The allegations, resulting from the latest leaks by former US spy Edward Snowden, were made by Channel 4 News and The Guardian, who have seen a classified 2011 presentation discussing Dishfire, a secret database created by the US National Security Agency (NSA) that collects nearly 200 million texts every day from around the world.

Reports suggested that Dishfire stores the messages for future use and British spies – who face tough laws restricting interception of communications in the UK – have been given a back door to exploit that information.

Mr Hague declined to comment directly on the new allegations, but told BBC Radio 4’s Today programme: “I set out in June, when these controversies first arose, the position in the United Kingdom, the very, very strong legal checks and balances that we have in the UK.

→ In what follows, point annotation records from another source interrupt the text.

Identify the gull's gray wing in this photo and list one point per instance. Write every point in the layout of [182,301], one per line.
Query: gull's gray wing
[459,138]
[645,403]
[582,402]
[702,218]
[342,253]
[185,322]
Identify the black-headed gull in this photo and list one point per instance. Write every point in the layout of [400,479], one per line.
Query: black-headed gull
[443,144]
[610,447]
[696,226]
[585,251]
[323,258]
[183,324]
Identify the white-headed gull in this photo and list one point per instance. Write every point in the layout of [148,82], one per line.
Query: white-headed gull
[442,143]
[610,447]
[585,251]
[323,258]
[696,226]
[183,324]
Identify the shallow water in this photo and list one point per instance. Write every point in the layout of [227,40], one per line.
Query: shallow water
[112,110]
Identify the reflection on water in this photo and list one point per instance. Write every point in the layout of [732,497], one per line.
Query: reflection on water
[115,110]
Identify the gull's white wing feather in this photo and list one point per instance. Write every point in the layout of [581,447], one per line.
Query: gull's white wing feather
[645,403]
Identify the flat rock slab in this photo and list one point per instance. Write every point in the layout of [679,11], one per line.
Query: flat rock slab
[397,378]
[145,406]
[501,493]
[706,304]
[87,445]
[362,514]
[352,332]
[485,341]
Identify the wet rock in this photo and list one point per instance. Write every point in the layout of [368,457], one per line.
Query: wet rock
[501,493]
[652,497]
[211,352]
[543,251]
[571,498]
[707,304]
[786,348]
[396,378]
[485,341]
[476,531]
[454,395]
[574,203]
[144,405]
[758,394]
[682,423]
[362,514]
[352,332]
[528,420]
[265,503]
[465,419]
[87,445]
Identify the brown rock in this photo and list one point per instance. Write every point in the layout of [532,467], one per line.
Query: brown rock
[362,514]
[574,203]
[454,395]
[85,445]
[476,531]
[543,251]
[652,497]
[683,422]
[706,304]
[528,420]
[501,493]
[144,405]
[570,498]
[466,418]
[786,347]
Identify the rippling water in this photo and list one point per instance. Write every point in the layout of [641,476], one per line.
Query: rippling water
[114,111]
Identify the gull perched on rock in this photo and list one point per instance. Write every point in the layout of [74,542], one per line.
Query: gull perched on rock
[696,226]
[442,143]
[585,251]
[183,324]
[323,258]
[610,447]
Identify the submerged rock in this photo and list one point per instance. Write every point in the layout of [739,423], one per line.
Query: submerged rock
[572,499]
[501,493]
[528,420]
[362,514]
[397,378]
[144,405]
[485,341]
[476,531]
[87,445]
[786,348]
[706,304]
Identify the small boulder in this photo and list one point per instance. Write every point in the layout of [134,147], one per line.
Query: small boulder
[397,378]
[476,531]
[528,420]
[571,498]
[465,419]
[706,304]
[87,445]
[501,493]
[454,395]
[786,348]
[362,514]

“I’m not going to comment on the detail of any allegations or leaks or alleged leaks. I can’t possibly do that. But I can say what I said on June 10 to Parliament about our legal system, about the very strong system of checks and balances, of warrants being required from me or the Home Secretary to intercept the content of the communications of anyone within the United Kingdom.

“That system is not breached. I’ve never seen anything to suggest that system is breached. We have perhaps the strongest system in the world, in which not only do I and the Home Secretary oversee these things, there are then commissioners – the interception of communications commissioner, for instance – who oversee our work and report to the Prime Minister on how we do that.”